Welcome to Under-the-Bed Fred — a new chapter book for the early grades!

From the moment I started to write this book, I felt that I knew Fred well. Why? Because the story is so firmly rooted in my own childhood fears of that "thing" that hides under beds, peeks out of closets, and lurks behind furnaces in the basement. For me, the "thing" was a shape-shifter, but it usually manifested as some kind of wild animal — lion, tiger, wolf. If pressed to explain how such a creature could have ended up under my bed, I would have had a ready answer. The Winnipeg Zoo. Obviously! I had been there. I had seen the animals. Clearly, this one must have escaped, stealthily finding its way to my house and sneaking in through the old coal chute.

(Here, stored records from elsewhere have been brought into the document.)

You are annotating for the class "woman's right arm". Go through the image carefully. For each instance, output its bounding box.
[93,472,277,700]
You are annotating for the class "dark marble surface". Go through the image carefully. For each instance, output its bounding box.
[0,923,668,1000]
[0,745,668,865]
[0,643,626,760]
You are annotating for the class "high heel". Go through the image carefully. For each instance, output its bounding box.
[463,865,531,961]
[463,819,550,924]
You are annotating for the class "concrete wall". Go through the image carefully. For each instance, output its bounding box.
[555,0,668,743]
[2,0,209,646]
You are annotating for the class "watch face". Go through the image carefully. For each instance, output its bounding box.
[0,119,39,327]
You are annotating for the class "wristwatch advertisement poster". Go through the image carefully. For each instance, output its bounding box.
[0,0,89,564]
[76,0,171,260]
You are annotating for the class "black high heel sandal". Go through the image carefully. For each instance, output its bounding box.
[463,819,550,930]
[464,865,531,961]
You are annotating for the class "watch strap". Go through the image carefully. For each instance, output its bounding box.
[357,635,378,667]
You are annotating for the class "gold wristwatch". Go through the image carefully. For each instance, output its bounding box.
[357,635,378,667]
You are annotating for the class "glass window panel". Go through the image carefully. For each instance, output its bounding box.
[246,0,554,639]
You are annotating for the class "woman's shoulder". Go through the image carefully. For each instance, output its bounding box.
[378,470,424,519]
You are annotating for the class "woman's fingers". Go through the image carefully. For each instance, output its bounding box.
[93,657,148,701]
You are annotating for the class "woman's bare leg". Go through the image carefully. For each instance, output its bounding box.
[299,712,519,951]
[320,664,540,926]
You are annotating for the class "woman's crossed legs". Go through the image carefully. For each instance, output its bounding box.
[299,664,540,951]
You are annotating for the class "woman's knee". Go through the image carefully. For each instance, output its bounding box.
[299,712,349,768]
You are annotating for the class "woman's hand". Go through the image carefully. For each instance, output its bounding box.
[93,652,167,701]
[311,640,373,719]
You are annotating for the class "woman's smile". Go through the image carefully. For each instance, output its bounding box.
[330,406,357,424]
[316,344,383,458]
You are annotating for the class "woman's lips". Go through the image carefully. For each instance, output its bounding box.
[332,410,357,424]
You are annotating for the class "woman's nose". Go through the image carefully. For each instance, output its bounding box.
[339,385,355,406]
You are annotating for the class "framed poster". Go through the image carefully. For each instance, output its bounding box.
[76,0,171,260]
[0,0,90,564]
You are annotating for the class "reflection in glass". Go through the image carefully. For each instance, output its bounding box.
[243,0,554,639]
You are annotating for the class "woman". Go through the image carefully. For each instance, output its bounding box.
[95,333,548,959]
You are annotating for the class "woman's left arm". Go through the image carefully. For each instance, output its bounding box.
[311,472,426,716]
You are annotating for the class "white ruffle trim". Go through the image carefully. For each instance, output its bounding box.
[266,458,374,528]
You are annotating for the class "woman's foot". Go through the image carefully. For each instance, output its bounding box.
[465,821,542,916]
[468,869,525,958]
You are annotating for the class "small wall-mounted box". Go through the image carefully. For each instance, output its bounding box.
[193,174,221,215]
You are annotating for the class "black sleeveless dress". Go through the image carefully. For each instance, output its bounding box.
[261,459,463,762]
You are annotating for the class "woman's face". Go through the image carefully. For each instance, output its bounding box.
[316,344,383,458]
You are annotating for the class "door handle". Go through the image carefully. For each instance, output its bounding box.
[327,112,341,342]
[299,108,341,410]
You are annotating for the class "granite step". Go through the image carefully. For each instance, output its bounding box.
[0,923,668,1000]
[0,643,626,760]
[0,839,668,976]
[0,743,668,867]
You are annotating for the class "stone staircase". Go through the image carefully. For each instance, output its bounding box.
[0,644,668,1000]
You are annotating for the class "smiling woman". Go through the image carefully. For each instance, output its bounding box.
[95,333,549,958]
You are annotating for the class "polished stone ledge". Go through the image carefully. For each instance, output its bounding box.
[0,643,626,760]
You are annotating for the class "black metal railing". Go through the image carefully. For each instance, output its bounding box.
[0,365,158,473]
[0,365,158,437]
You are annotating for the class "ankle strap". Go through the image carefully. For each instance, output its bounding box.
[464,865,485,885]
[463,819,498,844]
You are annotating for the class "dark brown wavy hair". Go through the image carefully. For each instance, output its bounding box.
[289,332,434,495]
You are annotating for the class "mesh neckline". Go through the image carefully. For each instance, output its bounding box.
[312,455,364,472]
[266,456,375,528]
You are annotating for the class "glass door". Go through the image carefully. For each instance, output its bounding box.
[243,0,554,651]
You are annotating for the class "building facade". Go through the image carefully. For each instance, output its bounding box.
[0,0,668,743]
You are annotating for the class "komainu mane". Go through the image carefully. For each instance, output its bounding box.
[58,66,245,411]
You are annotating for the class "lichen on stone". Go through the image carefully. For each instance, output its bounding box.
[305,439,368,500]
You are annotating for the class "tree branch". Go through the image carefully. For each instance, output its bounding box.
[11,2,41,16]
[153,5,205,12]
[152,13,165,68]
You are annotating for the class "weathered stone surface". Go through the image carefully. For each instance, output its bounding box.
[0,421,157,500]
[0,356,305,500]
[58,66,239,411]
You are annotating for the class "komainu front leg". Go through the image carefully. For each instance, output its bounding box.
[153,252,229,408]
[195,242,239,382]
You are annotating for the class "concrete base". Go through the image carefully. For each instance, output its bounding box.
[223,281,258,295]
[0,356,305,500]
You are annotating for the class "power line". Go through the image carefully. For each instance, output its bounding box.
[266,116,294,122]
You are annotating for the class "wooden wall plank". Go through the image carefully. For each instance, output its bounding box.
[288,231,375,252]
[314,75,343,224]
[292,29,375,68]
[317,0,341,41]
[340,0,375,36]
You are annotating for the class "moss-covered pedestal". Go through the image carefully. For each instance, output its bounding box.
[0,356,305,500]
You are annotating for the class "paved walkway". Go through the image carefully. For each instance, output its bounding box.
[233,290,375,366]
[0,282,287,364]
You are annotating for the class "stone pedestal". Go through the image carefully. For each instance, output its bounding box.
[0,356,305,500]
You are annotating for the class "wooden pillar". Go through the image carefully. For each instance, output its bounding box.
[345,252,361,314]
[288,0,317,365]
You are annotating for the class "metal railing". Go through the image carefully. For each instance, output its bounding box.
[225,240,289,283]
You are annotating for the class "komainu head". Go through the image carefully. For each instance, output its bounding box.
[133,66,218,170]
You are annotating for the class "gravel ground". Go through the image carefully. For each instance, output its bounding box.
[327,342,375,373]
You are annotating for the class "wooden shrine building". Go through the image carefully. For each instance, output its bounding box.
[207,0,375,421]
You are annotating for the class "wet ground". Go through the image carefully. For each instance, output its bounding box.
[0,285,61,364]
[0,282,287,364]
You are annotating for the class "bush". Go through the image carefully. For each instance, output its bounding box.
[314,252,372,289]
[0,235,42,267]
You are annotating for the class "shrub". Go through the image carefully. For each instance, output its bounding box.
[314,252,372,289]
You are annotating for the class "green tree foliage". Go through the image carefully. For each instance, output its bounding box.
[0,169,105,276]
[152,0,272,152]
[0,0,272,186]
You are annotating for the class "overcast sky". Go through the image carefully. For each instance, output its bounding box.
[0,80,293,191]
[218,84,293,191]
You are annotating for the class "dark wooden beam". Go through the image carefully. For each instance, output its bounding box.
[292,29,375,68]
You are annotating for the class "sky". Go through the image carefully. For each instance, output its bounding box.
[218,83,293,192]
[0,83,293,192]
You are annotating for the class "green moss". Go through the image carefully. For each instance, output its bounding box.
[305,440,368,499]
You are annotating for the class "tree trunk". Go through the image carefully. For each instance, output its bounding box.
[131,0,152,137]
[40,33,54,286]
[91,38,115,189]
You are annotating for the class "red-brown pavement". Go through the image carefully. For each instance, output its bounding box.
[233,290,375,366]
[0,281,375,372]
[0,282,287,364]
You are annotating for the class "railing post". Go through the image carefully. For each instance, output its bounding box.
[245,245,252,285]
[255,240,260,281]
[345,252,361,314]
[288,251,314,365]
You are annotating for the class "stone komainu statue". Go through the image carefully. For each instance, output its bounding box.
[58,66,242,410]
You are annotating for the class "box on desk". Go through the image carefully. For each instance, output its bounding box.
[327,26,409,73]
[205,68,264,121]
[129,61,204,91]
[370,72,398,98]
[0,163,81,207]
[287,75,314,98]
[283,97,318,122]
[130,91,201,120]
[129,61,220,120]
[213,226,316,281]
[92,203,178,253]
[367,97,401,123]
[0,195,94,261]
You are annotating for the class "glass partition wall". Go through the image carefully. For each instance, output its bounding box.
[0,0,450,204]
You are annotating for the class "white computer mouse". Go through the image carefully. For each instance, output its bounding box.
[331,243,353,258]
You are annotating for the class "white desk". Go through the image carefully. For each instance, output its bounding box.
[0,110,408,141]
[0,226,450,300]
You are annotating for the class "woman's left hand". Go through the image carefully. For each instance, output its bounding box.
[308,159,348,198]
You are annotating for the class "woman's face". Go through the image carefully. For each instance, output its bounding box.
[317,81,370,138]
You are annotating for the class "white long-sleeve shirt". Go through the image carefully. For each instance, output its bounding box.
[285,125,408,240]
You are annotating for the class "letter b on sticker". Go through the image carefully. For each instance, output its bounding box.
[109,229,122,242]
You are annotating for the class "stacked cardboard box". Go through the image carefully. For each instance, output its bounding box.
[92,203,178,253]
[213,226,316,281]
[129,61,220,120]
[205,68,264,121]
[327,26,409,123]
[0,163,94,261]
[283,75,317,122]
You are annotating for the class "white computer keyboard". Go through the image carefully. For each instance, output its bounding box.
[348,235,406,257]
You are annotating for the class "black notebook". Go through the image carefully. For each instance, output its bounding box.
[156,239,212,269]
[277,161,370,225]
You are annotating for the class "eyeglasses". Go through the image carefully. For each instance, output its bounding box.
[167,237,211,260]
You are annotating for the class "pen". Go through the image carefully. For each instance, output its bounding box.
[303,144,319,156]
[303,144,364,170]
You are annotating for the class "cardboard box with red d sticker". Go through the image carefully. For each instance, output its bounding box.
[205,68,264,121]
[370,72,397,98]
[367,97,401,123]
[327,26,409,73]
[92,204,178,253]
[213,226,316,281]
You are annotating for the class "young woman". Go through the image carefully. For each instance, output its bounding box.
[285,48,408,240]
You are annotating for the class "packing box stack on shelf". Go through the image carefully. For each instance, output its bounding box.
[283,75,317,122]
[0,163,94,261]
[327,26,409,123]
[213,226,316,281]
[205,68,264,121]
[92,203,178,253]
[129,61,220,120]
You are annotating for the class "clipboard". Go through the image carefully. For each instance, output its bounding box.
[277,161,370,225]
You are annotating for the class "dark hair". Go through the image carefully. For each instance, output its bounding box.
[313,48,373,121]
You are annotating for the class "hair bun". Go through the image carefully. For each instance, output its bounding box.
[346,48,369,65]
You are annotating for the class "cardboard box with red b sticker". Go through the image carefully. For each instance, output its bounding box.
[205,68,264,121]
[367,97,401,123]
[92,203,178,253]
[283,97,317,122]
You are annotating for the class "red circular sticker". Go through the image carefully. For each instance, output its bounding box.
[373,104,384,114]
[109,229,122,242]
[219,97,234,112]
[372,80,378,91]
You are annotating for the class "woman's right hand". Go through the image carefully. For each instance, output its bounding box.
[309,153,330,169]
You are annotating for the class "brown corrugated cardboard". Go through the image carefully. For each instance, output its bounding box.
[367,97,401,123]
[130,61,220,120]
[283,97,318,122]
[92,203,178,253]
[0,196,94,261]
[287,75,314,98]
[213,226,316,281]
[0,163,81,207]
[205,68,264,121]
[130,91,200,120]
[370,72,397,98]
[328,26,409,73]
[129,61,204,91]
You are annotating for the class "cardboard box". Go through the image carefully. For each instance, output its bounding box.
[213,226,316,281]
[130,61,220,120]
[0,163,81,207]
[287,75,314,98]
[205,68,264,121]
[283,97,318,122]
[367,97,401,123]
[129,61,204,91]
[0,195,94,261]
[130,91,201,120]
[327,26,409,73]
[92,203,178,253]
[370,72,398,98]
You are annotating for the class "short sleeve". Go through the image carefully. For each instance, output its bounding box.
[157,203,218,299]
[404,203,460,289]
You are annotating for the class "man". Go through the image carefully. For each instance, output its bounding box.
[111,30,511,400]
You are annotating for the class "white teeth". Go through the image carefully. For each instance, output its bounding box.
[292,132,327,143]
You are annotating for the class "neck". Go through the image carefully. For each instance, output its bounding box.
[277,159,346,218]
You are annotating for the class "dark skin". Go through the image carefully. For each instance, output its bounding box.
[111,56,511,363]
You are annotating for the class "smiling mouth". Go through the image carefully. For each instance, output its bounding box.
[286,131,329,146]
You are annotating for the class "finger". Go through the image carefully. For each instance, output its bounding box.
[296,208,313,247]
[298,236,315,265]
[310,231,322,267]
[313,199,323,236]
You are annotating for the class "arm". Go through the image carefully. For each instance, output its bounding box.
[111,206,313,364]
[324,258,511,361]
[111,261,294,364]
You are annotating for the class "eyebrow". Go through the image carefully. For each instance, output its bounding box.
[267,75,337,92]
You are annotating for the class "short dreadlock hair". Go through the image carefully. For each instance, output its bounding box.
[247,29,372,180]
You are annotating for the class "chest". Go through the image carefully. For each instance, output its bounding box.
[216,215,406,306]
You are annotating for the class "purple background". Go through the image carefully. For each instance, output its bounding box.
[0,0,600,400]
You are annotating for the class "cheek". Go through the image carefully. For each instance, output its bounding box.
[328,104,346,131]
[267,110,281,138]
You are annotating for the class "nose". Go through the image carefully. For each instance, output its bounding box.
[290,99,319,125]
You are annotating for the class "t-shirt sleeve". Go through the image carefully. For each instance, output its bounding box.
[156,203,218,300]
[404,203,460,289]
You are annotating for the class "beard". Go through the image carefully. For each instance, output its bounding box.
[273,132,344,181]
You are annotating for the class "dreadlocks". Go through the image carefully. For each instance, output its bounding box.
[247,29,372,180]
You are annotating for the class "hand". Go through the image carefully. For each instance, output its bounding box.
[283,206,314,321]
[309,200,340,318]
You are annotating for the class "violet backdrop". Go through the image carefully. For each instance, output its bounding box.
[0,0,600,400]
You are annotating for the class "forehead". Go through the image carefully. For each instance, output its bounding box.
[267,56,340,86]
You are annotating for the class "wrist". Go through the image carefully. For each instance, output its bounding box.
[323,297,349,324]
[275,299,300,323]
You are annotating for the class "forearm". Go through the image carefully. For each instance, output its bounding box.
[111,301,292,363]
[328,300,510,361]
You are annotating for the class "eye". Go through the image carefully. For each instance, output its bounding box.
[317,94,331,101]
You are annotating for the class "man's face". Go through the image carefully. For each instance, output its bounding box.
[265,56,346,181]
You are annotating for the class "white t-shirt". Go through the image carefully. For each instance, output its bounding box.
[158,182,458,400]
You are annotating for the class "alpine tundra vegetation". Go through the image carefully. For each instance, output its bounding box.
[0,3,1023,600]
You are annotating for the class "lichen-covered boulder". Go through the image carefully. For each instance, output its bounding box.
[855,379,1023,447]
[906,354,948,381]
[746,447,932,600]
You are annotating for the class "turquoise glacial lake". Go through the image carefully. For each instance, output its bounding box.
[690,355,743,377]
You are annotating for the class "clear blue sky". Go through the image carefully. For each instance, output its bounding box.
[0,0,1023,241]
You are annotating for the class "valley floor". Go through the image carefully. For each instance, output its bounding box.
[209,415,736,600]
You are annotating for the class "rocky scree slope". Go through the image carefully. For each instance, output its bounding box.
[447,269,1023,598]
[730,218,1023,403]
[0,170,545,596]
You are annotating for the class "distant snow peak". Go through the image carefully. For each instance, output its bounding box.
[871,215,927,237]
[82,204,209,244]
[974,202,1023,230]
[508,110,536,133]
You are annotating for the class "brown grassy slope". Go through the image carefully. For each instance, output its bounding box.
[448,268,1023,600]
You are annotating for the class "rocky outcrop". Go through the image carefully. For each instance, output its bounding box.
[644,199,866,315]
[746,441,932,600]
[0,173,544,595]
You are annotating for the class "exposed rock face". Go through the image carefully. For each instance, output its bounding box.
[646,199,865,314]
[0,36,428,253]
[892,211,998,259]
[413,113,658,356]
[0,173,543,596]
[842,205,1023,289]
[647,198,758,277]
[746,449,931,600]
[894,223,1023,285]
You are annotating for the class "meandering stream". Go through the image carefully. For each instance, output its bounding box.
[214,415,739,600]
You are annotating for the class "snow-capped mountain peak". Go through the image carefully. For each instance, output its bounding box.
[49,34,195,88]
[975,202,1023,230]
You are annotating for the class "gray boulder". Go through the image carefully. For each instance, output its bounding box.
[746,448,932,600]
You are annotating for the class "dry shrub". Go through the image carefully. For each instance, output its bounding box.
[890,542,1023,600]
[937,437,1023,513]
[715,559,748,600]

Well, that was then. And now, after all these years . . . here's Fred, turning up in a book! He's the "thing" that hides under Leo's bed. And Leo, like me all those years ago, is obliged to leap from his bedroom door into bed to avoid getting his ankles grabbed. He doesn't dare dangle an arm over the side of his bed. Nor can he get up to pee at night.

But unlike the youthful Linda, Leo tackles his problem head-on. "Hey, you!" he eventually says to the monster. And so the conversation starts . . . and with it, one of those symbiotic odd-couple relationships that are such fun to write. Leo has things to teach Fred. Fred has things to teach Leo.

It's about friendship. The first in a series.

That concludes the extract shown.